Tuesday 6 April 2021

Seriously Misunderstanding Instantiation, Stratification, Ontogenesis & Phylogenesis

Martin & Rose (2007: 317-8, 333n):
The play of genres and their recontextualisations around issues draws attention to the crucial role of change in ideological analysis. For the distribution of power in a culture is never more than metastable; in order for power relations to remain stable over time, they must continually adapt to change: there has to be both inertia and change for life to carry on. Halliday and Matthiessen (Halliday 1992, 1993; Halliday and Matthiessen 1999) have developed a comprehensive outline of social semiotic change which is highly relevant here. For relatively short time frames such as that involved in the unfolding of a text, they suggest the term ‘logogenesis’ (the perspective we've been foregrounding in this book); for the longer time frame of the development of language in the individual, they use the term ‘ontogenesis' (Painter 1984, 1998); and for maximum time depth, ‘phylogenesis’ (as in Halliday’s reading of the history of scientific English in Halliday and Martin (1993)). A good example is Mandela’s Meaning of Freedom recount, which unfolds in a spiral texture that maps out his development as a political leader (ontogenesis) in the context of major cultural shifts in post-colonial history (phylogenesis). This trinocular framework is summarised as follows.

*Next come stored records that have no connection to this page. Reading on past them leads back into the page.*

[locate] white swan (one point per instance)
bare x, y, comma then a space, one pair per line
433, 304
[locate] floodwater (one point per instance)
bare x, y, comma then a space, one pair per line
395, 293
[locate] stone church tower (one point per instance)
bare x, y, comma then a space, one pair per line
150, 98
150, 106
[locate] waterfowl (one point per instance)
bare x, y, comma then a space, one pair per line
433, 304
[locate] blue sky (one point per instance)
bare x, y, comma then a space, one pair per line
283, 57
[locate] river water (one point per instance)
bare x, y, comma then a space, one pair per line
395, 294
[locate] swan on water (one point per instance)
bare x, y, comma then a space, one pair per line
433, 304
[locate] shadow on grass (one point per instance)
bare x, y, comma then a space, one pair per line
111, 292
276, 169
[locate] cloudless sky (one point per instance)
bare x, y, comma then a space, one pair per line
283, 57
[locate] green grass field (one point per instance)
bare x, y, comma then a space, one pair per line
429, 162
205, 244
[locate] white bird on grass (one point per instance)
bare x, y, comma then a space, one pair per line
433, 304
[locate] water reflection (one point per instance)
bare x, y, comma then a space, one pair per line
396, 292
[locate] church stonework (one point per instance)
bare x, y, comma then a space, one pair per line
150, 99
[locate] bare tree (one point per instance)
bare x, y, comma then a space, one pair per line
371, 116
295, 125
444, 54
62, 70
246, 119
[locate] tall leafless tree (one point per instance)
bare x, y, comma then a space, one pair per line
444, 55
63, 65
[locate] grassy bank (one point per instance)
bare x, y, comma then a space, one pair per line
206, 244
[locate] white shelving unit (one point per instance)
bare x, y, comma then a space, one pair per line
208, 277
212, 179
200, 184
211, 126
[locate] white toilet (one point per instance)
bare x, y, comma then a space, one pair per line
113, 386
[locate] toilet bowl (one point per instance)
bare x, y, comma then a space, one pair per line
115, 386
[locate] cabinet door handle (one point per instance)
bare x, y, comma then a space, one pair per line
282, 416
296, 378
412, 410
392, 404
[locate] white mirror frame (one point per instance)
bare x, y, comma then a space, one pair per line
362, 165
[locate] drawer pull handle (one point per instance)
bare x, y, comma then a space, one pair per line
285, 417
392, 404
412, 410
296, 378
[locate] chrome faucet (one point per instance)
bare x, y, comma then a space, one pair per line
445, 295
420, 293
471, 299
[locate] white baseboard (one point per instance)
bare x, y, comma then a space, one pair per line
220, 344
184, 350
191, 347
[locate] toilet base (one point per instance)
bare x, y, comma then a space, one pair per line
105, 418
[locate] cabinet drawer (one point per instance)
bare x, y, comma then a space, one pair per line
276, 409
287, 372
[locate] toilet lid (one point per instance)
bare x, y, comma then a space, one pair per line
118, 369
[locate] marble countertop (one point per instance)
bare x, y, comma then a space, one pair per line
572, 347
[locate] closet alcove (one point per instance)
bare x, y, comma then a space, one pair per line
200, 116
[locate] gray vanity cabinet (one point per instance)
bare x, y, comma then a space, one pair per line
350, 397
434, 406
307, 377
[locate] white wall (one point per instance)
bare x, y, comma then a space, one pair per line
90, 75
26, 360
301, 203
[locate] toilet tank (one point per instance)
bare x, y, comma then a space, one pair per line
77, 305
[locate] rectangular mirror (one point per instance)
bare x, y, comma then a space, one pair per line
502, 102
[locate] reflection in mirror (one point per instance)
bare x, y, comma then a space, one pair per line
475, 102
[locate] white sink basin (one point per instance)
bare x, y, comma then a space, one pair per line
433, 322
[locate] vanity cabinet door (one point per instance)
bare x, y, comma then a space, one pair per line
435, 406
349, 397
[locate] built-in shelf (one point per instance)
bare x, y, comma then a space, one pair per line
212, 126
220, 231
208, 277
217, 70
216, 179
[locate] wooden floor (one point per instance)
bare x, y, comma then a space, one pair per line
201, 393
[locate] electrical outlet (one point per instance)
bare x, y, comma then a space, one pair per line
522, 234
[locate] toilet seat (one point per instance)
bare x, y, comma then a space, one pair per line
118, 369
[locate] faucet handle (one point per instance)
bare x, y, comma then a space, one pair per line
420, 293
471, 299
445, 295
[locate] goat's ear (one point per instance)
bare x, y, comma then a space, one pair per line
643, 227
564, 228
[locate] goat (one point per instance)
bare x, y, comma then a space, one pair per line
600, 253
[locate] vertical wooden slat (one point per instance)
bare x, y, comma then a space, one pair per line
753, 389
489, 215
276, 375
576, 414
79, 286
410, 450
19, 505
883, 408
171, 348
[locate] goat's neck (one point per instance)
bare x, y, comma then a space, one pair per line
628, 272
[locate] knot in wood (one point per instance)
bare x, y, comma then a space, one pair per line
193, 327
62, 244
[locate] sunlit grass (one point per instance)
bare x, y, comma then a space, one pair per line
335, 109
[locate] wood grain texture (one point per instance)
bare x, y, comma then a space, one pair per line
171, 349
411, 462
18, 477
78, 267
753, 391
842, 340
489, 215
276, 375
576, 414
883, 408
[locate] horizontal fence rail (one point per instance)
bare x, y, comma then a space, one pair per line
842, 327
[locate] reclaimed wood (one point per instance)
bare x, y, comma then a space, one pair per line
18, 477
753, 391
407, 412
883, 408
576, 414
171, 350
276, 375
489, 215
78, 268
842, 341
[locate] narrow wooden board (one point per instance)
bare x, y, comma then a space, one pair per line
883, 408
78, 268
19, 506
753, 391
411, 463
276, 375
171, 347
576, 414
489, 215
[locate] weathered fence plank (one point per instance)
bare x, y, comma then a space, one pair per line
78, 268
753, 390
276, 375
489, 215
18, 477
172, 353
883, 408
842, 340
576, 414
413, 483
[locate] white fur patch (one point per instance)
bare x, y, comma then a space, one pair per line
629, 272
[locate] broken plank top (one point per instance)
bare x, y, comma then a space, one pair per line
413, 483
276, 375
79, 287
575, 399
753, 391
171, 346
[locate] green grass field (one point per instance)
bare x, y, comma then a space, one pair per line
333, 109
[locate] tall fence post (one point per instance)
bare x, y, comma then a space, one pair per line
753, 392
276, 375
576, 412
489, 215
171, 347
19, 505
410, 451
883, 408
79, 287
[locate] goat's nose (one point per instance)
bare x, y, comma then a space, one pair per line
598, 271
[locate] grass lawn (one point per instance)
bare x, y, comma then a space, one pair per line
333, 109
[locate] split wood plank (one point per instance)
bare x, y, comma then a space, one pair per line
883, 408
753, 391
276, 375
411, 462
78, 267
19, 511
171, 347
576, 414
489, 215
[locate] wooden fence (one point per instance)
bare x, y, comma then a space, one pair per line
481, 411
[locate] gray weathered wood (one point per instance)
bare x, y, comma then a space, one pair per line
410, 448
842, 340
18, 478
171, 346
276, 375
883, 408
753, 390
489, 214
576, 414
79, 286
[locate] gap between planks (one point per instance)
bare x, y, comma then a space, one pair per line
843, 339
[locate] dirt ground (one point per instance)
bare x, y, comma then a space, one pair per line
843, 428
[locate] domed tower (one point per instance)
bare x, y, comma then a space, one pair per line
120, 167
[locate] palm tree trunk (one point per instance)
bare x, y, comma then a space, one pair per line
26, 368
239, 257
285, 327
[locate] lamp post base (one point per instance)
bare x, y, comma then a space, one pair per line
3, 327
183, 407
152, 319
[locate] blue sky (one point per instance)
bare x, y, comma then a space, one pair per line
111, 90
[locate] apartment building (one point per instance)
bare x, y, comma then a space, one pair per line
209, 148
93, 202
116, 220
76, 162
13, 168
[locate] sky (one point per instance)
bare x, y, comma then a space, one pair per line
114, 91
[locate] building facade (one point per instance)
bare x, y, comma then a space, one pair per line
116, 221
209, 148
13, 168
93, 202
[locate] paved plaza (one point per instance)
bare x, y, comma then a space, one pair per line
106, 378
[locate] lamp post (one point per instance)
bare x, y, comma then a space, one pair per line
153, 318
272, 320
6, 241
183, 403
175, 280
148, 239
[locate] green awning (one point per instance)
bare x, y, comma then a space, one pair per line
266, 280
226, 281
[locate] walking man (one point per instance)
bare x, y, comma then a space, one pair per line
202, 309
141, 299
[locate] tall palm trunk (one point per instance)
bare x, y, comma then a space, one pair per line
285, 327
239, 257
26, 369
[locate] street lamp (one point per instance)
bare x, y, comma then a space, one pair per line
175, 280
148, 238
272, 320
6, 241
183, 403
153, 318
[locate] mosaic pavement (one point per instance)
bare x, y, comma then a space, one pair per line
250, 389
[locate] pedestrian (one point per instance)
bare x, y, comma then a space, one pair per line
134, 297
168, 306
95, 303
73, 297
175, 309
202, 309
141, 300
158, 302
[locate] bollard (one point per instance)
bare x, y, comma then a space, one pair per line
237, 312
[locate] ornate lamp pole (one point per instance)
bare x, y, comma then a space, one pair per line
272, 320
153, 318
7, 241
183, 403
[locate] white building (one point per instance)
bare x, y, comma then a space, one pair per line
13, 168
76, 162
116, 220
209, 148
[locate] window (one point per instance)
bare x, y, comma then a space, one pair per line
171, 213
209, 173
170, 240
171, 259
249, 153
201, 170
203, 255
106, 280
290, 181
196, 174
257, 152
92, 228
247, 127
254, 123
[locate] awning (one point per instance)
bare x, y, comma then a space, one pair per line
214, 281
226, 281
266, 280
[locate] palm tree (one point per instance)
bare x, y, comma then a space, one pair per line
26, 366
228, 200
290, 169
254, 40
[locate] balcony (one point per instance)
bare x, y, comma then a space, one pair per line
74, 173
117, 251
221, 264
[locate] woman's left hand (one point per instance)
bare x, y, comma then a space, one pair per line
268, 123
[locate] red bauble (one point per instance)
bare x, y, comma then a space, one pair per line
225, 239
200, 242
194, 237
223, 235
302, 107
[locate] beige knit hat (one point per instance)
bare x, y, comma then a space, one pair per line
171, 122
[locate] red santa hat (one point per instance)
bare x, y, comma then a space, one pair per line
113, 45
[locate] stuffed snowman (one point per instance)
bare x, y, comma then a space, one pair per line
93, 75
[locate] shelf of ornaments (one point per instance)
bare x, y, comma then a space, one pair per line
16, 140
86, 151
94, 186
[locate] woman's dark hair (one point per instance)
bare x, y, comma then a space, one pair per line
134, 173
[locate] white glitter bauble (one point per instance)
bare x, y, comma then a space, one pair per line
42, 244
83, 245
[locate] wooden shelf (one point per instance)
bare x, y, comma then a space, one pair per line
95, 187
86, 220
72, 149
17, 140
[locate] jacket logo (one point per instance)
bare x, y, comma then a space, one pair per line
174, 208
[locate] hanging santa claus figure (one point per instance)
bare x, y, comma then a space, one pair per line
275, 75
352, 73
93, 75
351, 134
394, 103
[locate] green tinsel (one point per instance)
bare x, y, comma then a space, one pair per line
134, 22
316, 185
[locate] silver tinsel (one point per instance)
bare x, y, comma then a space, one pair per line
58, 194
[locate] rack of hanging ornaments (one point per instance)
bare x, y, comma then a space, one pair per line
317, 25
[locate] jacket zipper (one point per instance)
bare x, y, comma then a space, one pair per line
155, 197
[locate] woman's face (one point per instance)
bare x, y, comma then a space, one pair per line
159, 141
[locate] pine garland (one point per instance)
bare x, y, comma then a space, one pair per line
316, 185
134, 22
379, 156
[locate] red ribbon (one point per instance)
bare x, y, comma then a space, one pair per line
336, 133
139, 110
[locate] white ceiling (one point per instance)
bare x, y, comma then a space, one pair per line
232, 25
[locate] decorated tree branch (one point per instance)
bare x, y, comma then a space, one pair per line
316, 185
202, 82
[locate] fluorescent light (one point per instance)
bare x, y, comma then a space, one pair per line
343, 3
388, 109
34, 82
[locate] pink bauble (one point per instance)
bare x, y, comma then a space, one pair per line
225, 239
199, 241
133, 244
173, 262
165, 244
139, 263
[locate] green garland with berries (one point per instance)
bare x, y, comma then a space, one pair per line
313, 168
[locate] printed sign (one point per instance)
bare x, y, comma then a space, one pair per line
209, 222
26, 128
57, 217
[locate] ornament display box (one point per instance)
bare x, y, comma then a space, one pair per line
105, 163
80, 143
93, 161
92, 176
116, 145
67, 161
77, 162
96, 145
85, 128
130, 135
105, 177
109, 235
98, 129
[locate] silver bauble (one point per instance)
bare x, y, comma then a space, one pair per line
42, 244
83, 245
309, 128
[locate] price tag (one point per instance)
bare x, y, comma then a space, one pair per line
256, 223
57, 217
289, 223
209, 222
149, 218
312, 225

⁶ The term ‘instantiation’ refers to texts as instances of the semiotic system of a culture, i.e. the language system is instantiated in texts.


Blogger Comments:

[1] To be clear, on the authors' model, genres cannot be recontextualised, because genre is the highest level of context. That is, genre is a context without a context.


[2] To be clear, here the authors continue their previous confusion of power with ideology — the latter being neither defined nor exemplified.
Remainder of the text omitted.